Aunty wakes up with a new obsession these mornings. He could never understand why a 56 year old, white, New Mexico bred, conservative health worker would be interested in stories about some weird, bald, mythical druggie who could cook up blue clouds of manic happiness at night and teach sleepy young-uns by day. No one in his family was an addict (except maybe for the Web, admittedly ;), but… some old, blue psycho?
Takes one to know one, Justin.
Now tonight, most of America knows one. And they want to know more.
"Yes, Aunty?"
"How do you do that, know who's calling you? You are just too smart, mister." Justin sounded so sweet to her over the phone. He was such a good child. Too bad he was just a little too young to have known Walter White as a teacher. He could have learned to really think. How could anyone not learn from such an intelligent man. "Honey, I'm sorry to bother you from your studies, and so late, but I thought with all the news you'd still be up." Justin popped another moon pie chunk into his mouth and turned down the shooting volume of his game. "I just wanted to ask… well, you said my phone could take a picture?"
"Yeah, Aunty Rose, it's a little button on the side of the phone."
"There's lots of buttons on the side of the phone, sweetheart."
"The button has a little icon like a circle on it."

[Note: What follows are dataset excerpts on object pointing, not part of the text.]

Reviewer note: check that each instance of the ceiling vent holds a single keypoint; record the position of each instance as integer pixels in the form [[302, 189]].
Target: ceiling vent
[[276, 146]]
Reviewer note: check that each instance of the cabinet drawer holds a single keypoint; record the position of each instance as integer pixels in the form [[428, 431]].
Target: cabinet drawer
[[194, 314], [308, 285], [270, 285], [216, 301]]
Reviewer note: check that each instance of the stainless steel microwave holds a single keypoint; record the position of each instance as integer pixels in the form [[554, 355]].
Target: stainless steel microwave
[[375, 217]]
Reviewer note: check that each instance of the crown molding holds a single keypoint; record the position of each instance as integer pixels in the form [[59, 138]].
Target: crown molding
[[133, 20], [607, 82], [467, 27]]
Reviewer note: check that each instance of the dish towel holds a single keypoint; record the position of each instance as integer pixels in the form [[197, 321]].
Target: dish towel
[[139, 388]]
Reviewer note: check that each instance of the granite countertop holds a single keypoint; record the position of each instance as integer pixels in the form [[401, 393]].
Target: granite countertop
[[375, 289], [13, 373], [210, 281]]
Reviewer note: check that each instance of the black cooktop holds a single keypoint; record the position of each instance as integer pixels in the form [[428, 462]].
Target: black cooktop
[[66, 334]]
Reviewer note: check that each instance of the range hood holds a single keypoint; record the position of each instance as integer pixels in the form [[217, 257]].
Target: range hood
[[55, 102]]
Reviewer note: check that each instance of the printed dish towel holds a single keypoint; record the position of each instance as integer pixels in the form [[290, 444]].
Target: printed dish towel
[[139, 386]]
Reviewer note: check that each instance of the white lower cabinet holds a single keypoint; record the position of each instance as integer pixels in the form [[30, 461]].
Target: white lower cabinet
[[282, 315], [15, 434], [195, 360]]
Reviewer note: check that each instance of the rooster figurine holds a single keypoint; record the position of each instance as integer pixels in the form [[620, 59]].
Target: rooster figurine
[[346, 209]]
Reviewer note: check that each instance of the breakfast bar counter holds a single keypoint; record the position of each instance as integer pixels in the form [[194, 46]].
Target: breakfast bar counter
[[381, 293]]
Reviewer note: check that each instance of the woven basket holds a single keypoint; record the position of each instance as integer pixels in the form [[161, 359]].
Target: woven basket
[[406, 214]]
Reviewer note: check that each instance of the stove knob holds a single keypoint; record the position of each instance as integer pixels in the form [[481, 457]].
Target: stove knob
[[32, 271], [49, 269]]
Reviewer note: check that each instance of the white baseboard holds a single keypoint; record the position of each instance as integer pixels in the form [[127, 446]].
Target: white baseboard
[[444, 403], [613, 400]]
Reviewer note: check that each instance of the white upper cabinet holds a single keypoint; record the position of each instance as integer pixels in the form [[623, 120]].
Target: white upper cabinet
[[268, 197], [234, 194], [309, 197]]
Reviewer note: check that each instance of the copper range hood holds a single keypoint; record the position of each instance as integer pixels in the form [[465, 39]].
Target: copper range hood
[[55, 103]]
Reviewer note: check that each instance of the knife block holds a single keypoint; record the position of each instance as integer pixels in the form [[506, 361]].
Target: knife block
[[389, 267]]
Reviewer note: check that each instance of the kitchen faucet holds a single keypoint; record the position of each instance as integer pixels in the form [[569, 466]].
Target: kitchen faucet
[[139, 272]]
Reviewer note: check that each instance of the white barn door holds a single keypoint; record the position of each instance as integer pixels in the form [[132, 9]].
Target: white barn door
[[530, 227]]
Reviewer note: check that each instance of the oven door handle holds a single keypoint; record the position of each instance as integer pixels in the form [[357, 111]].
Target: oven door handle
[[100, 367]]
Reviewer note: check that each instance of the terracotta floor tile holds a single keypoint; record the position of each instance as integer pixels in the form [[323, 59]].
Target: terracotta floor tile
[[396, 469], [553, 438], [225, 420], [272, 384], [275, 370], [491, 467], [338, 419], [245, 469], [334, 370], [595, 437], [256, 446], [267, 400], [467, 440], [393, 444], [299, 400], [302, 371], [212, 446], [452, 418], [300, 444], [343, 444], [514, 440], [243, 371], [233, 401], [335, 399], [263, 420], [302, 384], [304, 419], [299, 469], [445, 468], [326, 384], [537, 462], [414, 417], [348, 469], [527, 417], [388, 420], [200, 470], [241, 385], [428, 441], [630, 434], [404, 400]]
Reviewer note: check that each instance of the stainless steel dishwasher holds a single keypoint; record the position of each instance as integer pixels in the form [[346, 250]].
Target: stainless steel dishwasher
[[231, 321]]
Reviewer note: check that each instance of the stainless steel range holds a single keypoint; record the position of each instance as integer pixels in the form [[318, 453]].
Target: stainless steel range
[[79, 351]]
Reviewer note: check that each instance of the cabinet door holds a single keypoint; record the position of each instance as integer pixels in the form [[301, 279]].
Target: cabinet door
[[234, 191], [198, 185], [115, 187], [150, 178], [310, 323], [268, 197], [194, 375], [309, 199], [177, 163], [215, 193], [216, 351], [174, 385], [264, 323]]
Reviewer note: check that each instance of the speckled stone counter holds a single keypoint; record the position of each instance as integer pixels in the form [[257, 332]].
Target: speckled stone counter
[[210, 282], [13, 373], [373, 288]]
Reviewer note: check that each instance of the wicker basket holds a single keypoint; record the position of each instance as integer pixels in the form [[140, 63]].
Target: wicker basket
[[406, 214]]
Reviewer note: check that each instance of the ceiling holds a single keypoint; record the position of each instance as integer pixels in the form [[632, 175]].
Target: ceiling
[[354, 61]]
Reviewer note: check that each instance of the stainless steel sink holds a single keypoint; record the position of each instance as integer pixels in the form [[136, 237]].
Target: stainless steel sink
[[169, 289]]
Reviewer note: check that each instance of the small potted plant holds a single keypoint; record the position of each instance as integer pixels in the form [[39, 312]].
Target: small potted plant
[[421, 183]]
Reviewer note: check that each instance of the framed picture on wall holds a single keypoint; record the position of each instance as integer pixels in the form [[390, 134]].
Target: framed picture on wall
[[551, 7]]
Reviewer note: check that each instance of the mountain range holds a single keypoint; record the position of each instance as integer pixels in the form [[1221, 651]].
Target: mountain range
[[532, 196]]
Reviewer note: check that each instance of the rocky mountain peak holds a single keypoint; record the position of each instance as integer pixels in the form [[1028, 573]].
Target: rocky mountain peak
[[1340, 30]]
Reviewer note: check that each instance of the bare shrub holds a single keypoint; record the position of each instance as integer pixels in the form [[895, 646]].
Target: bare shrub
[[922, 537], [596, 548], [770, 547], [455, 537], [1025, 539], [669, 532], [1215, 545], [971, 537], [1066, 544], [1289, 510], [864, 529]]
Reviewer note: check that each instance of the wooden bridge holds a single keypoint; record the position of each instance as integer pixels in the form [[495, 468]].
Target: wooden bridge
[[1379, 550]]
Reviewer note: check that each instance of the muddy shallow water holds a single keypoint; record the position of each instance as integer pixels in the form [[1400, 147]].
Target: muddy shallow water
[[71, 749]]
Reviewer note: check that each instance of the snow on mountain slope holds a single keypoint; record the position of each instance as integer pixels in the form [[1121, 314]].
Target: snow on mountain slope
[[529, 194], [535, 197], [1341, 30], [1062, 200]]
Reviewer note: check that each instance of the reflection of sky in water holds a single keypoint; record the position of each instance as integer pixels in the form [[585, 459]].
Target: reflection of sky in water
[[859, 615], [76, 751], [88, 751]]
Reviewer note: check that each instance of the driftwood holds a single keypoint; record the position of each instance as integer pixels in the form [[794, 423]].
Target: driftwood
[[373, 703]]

"I'm looking for a… cir-cle?" Rose squinted, but even with a magnifying glass, which she forgot to bring along in all her excitement that evening, she wouldn't know what she was looking for.
"Well, you know, Aunty, there's not really that many buttons (when the hell did seven buttons become overwhelming for a grown-up?), so why don't you point it and push each button until a picture comes up."
"Point, honey?"
"The top of the screen. You know, like a tv set, the top."
"Where you put the flower vase on it?"
Flower vase? He had to reach back in his memory past flat screen tv's. In the Before Time.
"No, Aunty, near the top. You'll see a, ugh, I mean, uh, circle."
Rose squinted at her phone again. "Oh yes, I do see that one. It's like a piece of glass. Point that?"
"Yes, Aunty, yes." Justin nodded his head vigorously, as if she could see him doing that, he was that frustrated. "Point that, and push the buttons."
"Okay, honey. I hope it works. Thank you, good night."
"Good night, Aunt Rose." Oh God, what the heck could that old bag of crazy want a picture of? A cat? A cute pigeon? And where the heck would it go with all that button pushing. Eh, who cares, it couldn't be anything good.